I started grad school at age fifty-three. It felt like the right thing to do. I was in classes with twenty-somethings and thirty-somethings—I could have been their mother. We had some deep belly laughs as we tried to hash out the rules and ethics of writing for children. (Me: “Excuse me, the middle aged white person wants to know what a ‘straight-edge’ is.”)
At any rate, I’ve loved it. Except for the first half of the first semester when I broke out in hives (first time ever) from stress, and dissolved into tears during a phone call with my advisor. But once I realized that this commitment wasn’t going to be the twenty hours a week I thought, more like fifty to sixty hours, I gritted my teeth and rearranged my schedule.
I’ve had many sleepless nights, read too many grim Young Adult novels, and climbed up a steep learning curve with the Internet. (‘Track changes’ didn’t get on my radar until my second semester. God knows what my professors thought as I blithely ignored all their comments and continued turning in papers with antiquated punctuation.) And trying to access the Simmons Library via Internet…well, let’s just say I needed the help of a very patient Reference Librarian. But I persisted against the resistance created by my inexperience.
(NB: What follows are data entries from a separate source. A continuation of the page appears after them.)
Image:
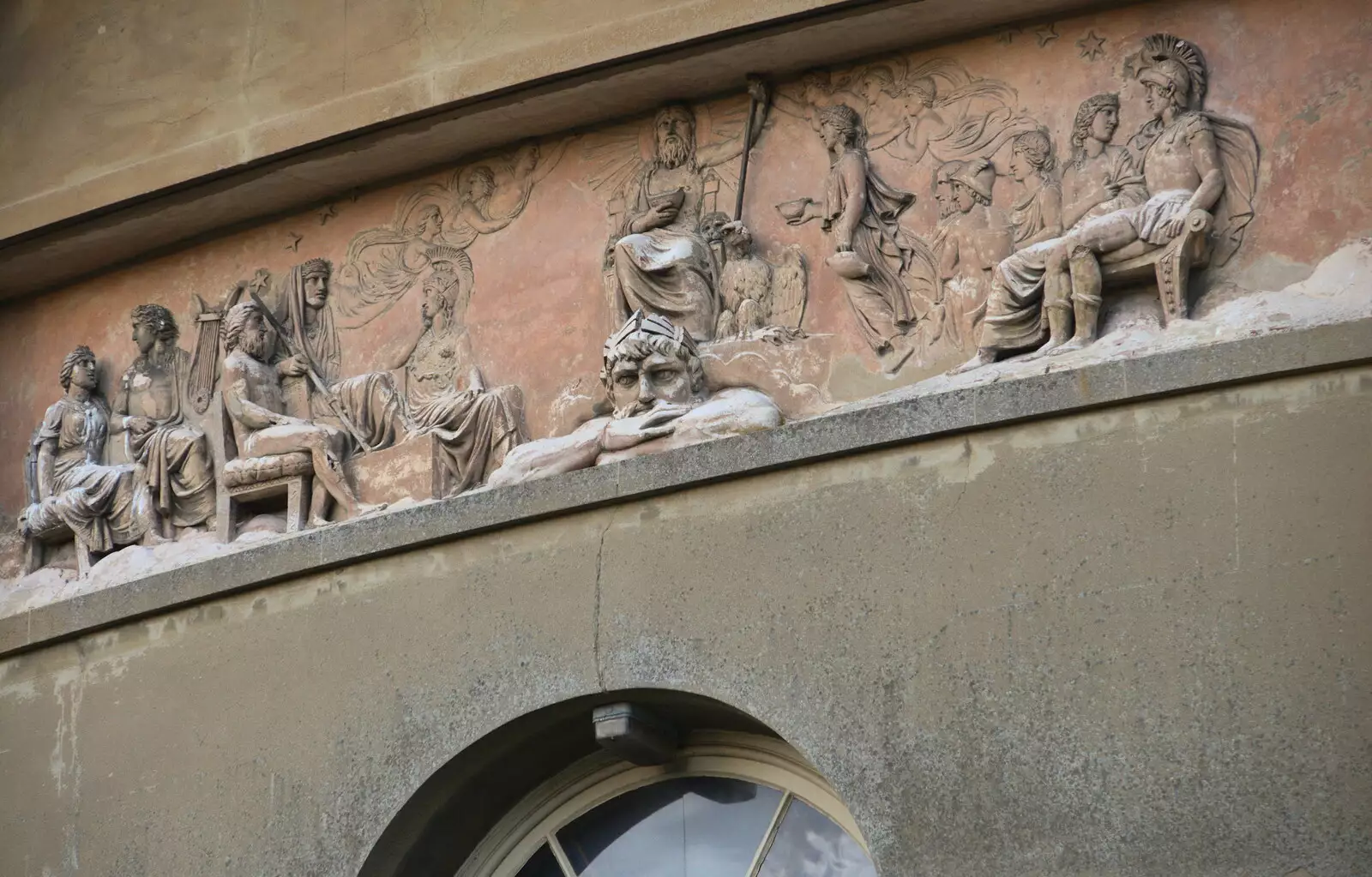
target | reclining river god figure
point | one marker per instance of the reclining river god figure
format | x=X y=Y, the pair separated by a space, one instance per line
x=656 y=385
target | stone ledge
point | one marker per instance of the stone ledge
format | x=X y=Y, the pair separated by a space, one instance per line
x=895 y=419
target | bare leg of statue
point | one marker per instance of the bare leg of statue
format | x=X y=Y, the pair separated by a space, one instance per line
x=326 y=448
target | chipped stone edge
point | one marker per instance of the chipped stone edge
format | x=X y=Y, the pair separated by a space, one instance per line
x=852 y=429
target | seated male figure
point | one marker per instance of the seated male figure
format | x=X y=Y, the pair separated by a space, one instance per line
x=257 y=406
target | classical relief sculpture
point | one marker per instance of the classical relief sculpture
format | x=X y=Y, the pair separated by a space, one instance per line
x=755 y=297
x=365 y=405
x=150 y=409
x=662 y=262
x=1101 y=177
x=1036 y=213
x=1190 y=159
x=386 y=262
x=448 y=397
x=873 y=255
x=70 y=484
x=655 y=381
x=261 y=429
x=937 y=109
x=974 y=237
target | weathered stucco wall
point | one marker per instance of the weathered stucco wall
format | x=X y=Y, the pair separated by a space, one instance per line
x=539 y=309
x=1129 y=641
x=109 y=100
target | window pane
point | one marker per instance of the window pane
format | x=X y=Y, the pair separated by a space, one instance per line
x=811 y=844
x=695 y=826
x=542 y=863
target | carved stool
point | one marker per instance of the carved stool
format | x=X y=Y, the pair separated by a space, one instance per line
x=249 y=479
x=260 y=478
x=34 y=550
x=1170 y=265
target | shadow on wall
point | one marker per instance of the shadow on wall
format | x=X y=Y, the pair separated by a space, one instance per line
x=449 y=815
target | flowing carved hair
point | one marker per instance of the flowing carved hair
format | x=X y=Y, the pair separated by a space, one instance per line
x=1087 y=114
x=640 y=346
x=75 y=358
x=1038 y=148
x=157 y=319
x=844 y=120
x=235 y=321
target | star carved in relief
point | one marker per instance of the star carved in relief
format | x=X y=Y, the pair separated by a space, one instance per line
x=1047 y=33
x=1091 y=45
x=261 y=280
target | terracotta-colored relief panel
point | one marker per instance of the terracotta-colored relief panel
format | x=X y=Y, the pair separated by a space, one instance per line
x=885 y=205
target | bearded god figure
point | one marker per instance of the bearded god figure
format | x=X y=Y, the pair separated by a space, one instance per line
x=257 y=408
x=655 y=381
x=370 y=399
x=662 y=261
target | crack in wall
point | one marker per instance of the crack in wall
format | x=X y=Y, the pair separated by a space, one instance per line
x=600 y=557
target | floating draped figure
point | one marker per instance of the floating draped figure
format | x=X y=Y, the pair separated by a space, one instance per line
x=370 y=399
x=663 y=264
x=150 y=411
x=875 y=255
x=1191 y=159
x=386 y=262
x=448 y=397
x=105 y=505
x=946 y=113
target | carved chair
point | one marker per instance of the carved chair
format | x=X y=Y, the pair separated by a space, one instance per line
x=34 y=546
x=1170 y=265
x=249 y=479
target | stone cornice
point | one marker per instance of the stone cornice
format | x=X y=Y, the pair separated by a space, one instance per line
x=898 y=417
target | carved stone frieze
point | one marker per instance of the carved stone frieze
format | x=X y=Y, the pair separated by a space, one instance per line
x=656 y=386
x=785 y=255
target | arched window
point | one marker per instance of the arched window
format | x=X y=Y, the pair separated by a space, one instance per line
x=731 y=806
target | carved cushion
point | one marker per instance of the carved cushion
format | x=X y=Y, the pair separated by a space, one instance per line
x=247 y=471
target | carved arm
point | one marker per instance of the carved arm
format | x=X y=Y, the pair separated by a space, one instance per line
x=47 y=454
x=244 y=409
x=552 y=456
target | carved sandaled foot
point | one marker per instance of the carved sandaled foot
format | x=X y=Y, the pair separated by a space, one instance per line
x=898 y=354
x=984 y=357
x=1043 y=351
x=1076 y=344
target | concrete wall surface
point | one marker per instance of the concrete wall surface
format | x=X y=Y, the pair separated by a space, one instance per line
x=1127 y=641
x=107 y=100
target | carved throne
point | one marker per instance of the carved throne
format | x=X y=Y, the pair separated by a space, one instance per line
x=1170 y=265
x=250 y=479
x=36 y=545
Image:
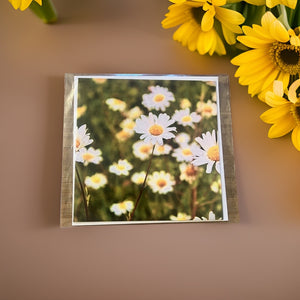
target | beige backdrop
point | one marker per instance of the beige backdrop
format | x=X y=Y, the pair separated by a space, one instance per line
x=257 y=258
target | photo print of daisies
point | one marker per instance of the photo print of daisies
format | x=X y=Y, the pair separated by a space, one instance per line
x=147 y=149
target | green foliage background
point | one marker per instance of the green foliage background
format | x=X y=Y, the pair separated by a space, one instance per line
x=103 y=124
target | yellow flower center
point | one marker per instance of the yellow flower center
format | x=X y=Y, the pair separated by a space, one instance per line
x=160 y=149
x=158 y=98
x=286 y=57
x=156 y=130
x=190 y=171
x=122 y=205
x=123 y=135
x=197 y=13
x=145 y=149
x=88 y=156
x=161 y=182
x=187 y=152
x=213 y=153
x=121 y=167
x=186 y=119
x=207 y=109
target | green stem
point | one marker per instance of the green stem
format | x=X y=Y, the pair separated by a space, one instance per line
x=283 y=18
x=142 y=188
x=46 y=12
x=83 y=194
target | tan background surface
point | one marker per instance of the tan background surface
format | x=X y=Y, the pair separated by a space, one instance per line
x=255 y=259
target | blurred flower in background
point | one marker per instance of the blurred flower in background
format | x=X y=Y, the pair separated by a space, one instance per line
x=44 y=9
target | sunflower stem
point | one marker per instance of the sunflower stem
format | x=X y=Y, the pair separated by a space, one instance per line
x=142 y=188
x=83 y=194
x=46 y=12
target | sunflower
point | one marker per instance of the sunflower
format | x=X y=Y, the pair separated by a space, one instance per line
x=285 y=113
x=198 y=20
x=269 y=3
x=23 y=4
x=275 y=55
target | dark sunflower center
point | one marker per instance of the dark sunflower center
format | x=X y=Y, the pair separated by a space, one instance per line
x=289 y=56
x=198 y=14
x=286 y=57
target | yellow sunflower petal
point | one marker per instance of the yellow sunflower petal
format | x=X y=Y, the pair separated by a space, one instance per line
x=267 y=19
x=279 y=32
x=269 y=79
x=256 y=67
x=229 y=36
x=289 y=3
x=252 y=42
x=192 y=42
x=249 y=56
x=285 y=78
x=207 y=22
x=296 y=137
x=205 y=41
x=281 y=129
x=15 y=3
x=276 y=114
x=292 y=93
x=175 y=18
x=25 y=4
x=220 y=48
x=274 y=100
x=229 y=16
x=259 y=32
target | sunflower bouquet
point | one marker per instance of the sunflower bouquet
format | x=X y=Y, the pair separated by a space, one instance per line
x=263 y=34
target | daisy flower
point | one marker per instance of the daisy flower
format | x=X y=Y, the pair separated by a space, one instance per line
x=122 y=208
x=90 y=155
x=158 y=99
x=162 y=150
x=161 y=182
x=209 y=154
x=142 y=150
x=82 y=138
x=185 y=152
x=188 y=172
x=182 y=138
x=122 y=167
x=154 y=129
x=127 y=124
x=80 y=111
x=134 y=113
x=124 y=135
x=185 y=103
x=116 y=104
x=23 y=4
x=96 y=181
x=284 y=114
x=185 y=118
x=197 y=29
x=138 y=177
x=180 y=217
x=275 y=55
x=207 y=109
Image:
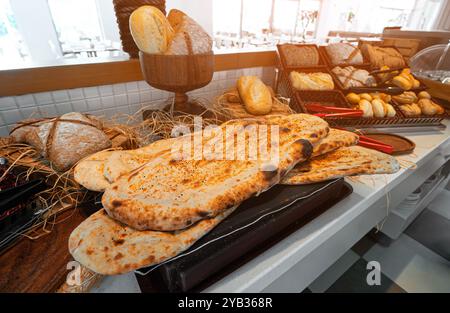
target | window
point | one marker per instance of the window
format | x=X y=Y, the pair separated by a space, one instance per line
x=374 y=16
x=12 y=47
x=79 y=30
x=263 y=23
x=44 y=32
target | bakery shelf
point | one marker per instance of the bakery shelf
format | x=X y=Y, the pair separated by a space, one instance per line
x=402 y=216
x=284 y=63
x=333 y=98
x=285 y=88
x=366 y=65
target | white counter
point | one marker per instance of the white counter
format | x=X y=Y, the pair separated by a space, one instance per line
x=293 y=263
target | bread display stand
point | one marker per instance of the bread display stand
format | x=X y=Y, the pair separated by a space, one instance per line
x=179 y=74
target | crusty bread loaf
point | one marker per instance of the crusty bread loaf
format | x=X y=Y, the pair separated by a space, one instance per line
x=383 y=56
x=64 y=140
x=300 y=55
x=311 y=81
x=151 y=30
x=255 y=94
x=344 y=53
x=190 y=38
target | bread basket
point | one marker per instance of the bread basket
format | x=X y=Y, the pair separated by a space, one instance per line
x=177 y=73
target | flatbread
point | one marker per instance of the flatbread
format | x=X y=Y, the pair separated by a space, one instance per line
x=124 y=162
x=108 y=247
x=98 y=171
x=89 y=172
x=167 y=194
x=336 y=139
x=343 y=162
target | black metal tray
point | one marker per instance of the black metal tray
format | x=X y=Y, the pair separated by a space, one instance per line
x=258 y=222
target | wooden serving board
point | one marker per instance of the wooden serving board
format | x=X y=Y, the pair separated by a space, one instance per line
x=39 y=265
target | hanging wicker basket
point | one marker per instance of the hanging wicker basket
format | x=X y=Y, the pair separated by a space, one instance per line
x=123 y=9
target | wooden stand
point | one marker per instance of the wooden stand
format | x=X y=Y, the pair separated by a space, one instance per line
x=179 y=74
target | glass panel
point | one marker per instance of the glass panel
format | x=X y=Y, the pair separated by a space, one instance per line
x=79 y=29
x=12 y=47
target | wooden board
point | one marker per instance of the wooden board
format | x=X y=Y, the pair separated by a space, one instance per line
x=40 y=265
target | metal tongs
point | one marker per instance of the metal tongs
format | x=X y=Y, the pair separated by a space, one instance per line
x=326 y=111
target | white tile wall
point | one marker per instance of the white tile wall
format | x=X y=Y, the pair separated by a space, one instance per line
x=110 y=100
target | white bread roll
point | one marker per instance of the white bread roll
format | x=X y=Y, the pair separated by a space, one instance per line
x=190 y=38
x=366 y=107
x=378 y=108
x=428 y=107
x=390 y=111
x=255 y=94
x=150 y=30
Persistence is trust at some deep level. It is the trust that the choice we’ve made and the path we’re following is the choice and the path we need to be on at this time in our life. We continue steadfastly because we trust. And this trust, in its turn, reveals to us to the larger consciousness and the intimation that that our individual lives are a vital and valuable part within it.
Persistence, it seems to me, is like a seed. Watered by trust, the sprout emerges, pushing first against the soil then the elements, to unfold its leaves and become its realized potential.